The Snyder Act, passed in 1921, allowed Congress to appropriate funds to address AI/AN health on a recurring basis for the first time. Based on this, the Bureau of Indian Affairs (BIA) then created its health division to provide health services to AI/ANs (3).  However, misappropriation of funds and deficient resources persisted. Recognizing the need for an individual health agency, Congress created the IHS in 1955, shifting health programs from the BIA under the Transfer Act (2).  

The Indian Self-Determination and Education Assistance Act (ISDEAA) was initially enacted in 1975 (and amended thereafter) as crucial legislation, authorizing demonstrations for Tribes to assume the management of the BIA and IHS programs in their communities, including hospitals and clinics (4). The following year, the Indian Health Care Improvement Act (IHCIA) was passed, which established the Urban Indian Health Programs. It also included the initial authorization that allowed IHS and Tribal 638 health programs to increase their funding by billing Medicare and Medicaid. The IHCIA was finally made permanent in 2010 when President Obama signed the Affordable Care Act (5). 

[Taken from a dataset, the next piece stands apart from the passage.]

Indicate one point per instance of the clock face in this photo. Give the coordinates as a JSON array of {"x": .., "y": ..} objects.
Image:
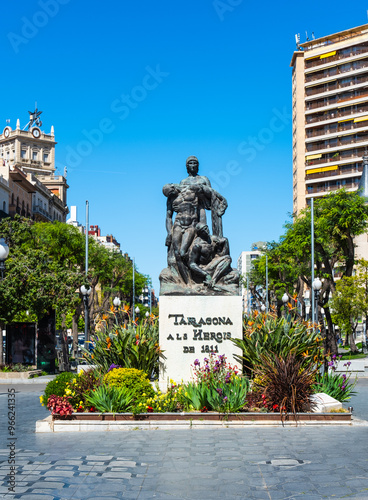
[{"x": 36, "y": 132}]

In 2000, the IHS Tribal Self-Governance Program became a permanent part of the IHS. This program allows federally recognized Tribes to enter into self-governance compacts with the agency and have more authority over their healthcare service management (6). 

Despite these important pieces of legislation, the IHS still faces issues with delivering care as many AI/AN communities face major disparities in health outcomes. These issues will be explored in following posts.